Aberdeen Cyrenians message is to help those in crisis and struggling with overwhelming circumstances.
By building skills and resilience, peer supporters can positively affect people’s lives and help them recover from their mental health and substance use issues.
Paul French, programme lead overseeing the Peer Mentoring Programme, said: “The Peer Support Programme is a new and innovative service bringing people together in a safe and supported environment.
“Peer support differs from the other types of support that we offer because the source of support is a similar person with relevant experience.
Aberdeen Cyrenians has launched a new scheme to help those in need.
“People, families and communities can play a key role in taking responsibility and managing their own health and wellbeing.

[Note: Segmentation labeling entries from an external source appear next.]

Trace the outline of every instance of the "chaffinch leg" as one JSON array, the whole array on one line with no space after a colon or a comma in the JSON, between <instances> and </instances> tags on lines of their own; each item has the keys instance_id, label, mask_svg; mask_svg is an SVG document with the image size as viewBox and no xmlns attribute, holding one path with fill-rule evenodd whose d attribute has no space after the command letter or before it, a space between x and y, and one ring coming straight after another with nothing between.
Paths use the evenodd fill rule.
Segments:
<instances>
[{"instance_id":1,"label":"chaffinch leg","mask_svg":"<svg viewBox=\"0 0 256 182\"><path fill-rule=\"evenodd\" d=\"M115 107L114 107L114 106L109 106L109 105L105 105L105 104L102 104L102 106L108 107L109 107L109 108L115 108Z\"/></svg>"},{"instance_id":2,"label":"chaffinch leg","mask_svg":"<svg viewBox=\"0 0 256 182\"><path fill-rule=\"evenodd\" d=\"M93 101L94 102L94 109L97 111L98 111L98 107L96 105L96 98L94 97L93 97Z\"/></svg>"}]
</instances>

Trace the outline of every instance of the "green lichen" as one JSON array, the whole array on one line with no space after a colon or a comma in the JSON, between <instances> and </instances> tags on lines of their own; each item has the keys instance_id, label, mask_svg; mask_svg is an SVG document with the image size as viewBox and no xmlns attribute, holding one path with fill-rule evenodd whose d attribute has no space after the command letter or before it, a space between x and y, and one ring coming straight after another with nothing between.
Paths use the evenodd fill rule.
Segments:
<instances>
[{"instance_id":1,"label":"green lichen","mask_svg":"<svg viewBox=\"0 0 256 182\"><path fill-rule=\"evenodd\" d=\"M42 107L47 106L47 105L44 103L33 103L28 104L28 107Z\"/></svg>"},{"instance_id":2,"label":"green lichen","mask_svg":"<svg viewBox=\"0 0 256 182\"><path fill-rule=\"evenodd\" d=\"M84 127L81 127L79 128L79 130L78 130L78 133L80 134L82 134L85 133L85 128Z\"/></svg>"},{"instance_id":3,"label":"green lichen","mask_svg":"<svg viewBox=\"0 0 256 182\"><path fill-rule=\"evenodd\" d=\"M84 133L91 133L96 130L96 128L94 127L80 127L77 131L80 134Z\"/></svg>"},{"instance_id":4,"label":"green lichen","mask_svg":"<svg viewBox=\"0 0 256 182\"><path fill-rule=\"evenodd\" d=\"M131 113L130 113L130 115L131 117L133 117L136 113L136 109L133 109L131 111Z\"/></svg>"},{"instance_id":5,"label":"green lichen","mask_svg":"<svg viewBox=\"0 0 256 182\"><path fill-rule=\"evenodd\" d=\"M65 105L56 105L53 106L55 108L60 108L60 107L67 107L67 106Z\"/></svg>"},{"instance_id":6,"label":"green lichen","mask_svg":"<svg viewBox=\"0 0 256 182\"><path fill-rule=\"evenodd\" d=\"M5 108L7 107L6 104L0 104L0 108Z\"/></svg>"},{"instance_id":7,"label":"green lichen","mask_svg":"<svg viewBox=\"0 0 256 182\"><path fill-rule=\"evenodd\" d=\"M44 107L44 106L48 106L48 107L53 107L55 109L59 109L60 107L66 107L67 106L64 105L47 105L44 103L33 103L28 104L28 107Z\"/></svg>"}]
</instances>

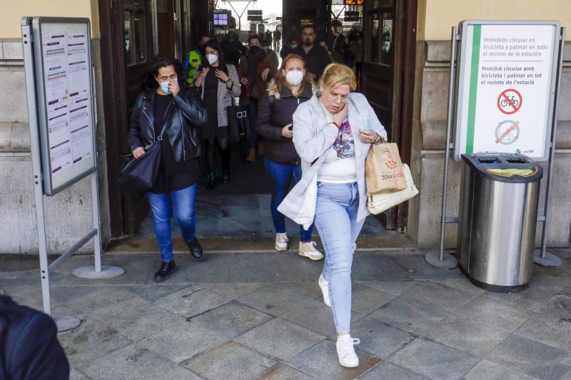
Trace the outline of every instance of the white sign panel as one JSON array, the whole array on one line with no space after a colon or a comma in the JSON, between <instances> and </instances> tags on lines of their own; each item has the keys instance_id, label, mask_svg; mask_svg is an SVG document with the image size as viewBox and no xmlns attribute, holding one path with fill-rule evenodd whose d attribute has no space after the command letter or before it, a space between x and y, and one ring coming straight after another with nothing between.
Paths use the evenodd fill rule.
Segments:
<instances>
[{"instance_id":1,"label":"white sign panel","mask_svg":"<svg viewBox=\"0 0 571 380\"><path fill-rule=\"evenodd\" d=\"M91 37L89 20L81 21L39 17L33 23L48 195L95 170Z\"/></svg>"},{"instance_id":2,"label":"white sign panel","mask_svg":"<svg viewBox=\"0 0 571 380\"><path fill-rule=\"evenodd\" d=\"M455 159L506 153L547 160L559 23L464 21L460 30Z\"/></svg>"}]
</instances>

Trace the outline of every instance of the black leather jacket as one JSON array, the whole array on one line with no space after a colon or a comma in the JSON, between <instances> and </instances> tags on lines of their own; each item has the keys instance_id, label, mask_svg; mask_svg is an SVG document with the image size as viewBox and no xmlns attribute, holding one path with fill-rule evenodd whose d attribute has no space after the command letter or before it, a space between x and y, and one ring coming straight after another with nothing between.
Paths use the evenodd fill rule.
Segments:
<instances>
[{"instance_id":1,"label":"black leather jacket","mask_svg":"<svg viewBox=\"0 0 571 380\"><path fill-rule=\"evenodd\" d=\"M139 147L146 147L155 141L153 125L153 102L156 90L147 90L137 98L137 103L131 115L128 142L131 152ZM201 155L198 126L206 123L206 109L200 94L181 88L168 105L166 116L168 125L164 137L173 147L177 163ZM162 125L160 127L162 129Z\"/></svg>"}]
</instances>

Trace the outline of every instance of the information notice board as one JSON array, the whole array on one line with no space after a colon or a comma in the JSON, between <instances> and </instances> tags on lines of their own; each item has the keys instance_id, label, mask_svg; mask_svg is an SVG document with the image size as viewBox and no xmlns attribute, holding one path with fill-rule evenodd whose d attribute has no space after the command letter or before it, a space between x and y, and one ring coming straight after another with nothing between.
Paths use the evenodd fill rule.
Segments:
<instances>
[{"instance_id":1,"label":"information notice board","mask_svg":"<svg viewBox=\"0 0 571 380\"><path fill-rule=\"evenodd\" d=\"M35 17L32 26L44 192L54 195L96 170L90 24Z\"/></svg>"},{"instance_id":2,"label":"information notice board","mask_svg":"<svg viewBox=\"0 0 571 380\"><path fill-rule=\"evenodd\" d=\"M460 33L455 160L510 153L547 160L559 22L465 21Z\"/></svg>"}]
</instances>

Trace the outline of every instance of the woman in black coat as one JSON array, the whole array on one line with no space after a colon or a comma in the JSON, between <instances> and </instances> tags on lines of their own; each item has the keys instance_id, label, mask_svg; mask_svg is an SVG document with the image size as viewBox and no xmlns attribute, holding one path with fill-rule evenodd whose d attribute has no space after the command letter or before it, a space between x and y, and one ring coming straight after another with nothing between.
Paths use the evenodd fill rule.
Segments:
<instances>
[{"instance_id":1,"label":"woman in black coat","mask_svg":"<svg viewBox=\"0 0 571 380\"><path fill-rule=\"evenodd\" d=\"M272 178L272 220L276 229L276 249L288 250L286 217L278 211L278 206L286 197L292 177L301 178L301 167L292 137L293 113L298 106L313 95L313 85L305 78L305 63L295 54L287 56L276 79L268 88L258 111L256 131L265 138L266 168ZM312 260L323 258L311 241L313 226L304 230L300 226L300 241L298 252Z\"/></svg>"},{"instance_id":2,"label":"woman in black coat","mask_svg":"<svg viewBox=\"0 0 571 380\"><path fill-rule=\"evenodd\" d=\"M181 227L191 253L202 257L195 232L194 202L200 175L198 126L206 122L200 95L186 88L182 65L176 59L157 58L150 68L146 88L137 98L131 115L129 145L135 158L145 147L161 144L161 167L148 202L162 264L155 281L168 279L176 269L173 256L171 211ZM162 131L164 131L162 133Z\"/></svg>"}]
</instances>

“Peers will be encouraged to openly discuss ideas to develop groups and activities which will assist the recovery journey.”
An important aspect of the programme is to “do no harm” and ensure there is no negative impact on the recovery of either supported persons or peer supporters.
Therefore, the programme is tailored to deal with situational challenges, such as relapse and relationship and boundary issues.
Chris Taylor, chief executive of Aberdeen Cyrenians, said: “The impact of peer support in terms of helping people to heal and to sustain recovery is well documented and we are particularly pleased that we have co-designed this programme with our service users from the outset.
“Through the peer support programme, we will also be able to offer work placements and limited employment opportunities to those with lived experience which we hope will help them in their recovery and to regain their sense of self-worth and citizenship.”